Here’s an honest, squishy, deep-in-the-guts postmortem of my first NaNoWriMo experience:
1. Have a plan. And give yourself enough time to make said plan.
The last time I attempted to write a novel without an outline, I produced a crazy, meandering stinker of a turd, most of which got flushed and rewritten. Since that fiasco, I’ve become a plotter, and after stumbling around like a drunken zombie trying various plotting methods, the Snowflake Method was a lifesaver. (Note, I don’t use the software, I simply outline according to the instructions on the aforementioned link). That having been said, where’d I flunk? Well, I didn’t do this far enough in advance, and had some gaping holes in my outline, causing me to hit the proverbial wall several times, and I wasn’t as productive as I could have been. Boo, hiss.
2. Stop being a perfectionist. Just. Stop.
Yes, you have your outline, but don’t overthink every last detail as you write. And don’t edit as your write. Just write. Let the words flow. You can edit later, that’s what revision is for. And try to nix dreadful perfectionism from every aspect of your life, at least during NaNoWriMo. Let your house be dirty. Let the dishes pile up in the sink. Order takeout. This is your time, baby. I am absolutely guilty of perfectionism, and my house was a little too clean during NaNoWriMo. I could have fired out more words, boom-boom-boom, had I not been, um, obsessing about microscopic pieces of lint, or something. This leads me to…
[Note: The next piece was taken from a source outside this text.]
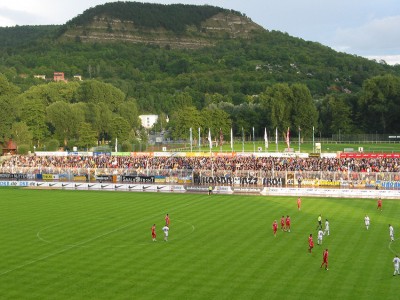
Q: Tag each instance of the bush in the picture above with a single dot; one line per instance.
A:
(23, 149)
(52, 145)
(126, 147)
3. Write as much as you can, every day.
Writing every day helps you build speed and muscle memory. It gets faster and easier the more you do it, and during NaNoWriMo it’s absolutely critical. I made the mistake of skipping a day or two after particularly crazy days at work, which caused me to slide backward, not able to catch up. My daily average tends to be about 1670 words, and had I written every day, I would have easily hit 50,000. Repeat after me: during NaNoWriMo, skipping a day is a slippery slope. Now say it ten times. Now drop down and give me fifty.
4. Do it with friends.
I’m happy to say I was really good at this. Working alongside like-minded people gave me the motivation to push myself harder than ever. Plus, writing is inherently lonely, why not write with other writers? Smash your social time and work time together, like peanut butter and jelly. Delicious. You’re probably wondering if we got lost in talking. We didn’t, really. The only downside was that driving to and from write-ins ate into my writing time on occasion. Next time, I’ll plan better to avoid traffic. Where to find friends to write with? Search your local area on the NaNoWriMo message boards for write-ins, and your local library may host events all month. Or create your own write-in by finding and inviting local, like-minded Twitter folk. The possibilities are endless.
Despite the above nit-picking, I consider myself a NaNoWriMo winner, because I came further than I ever thought I would. It once took me a whole year to write 30,000 words, so doing that in 30 days, well, that took guts. Yay, me! Plus, I can use the skills I learned during NaNoWriMo all year long. Every month can be NaNoWriMo, if I want.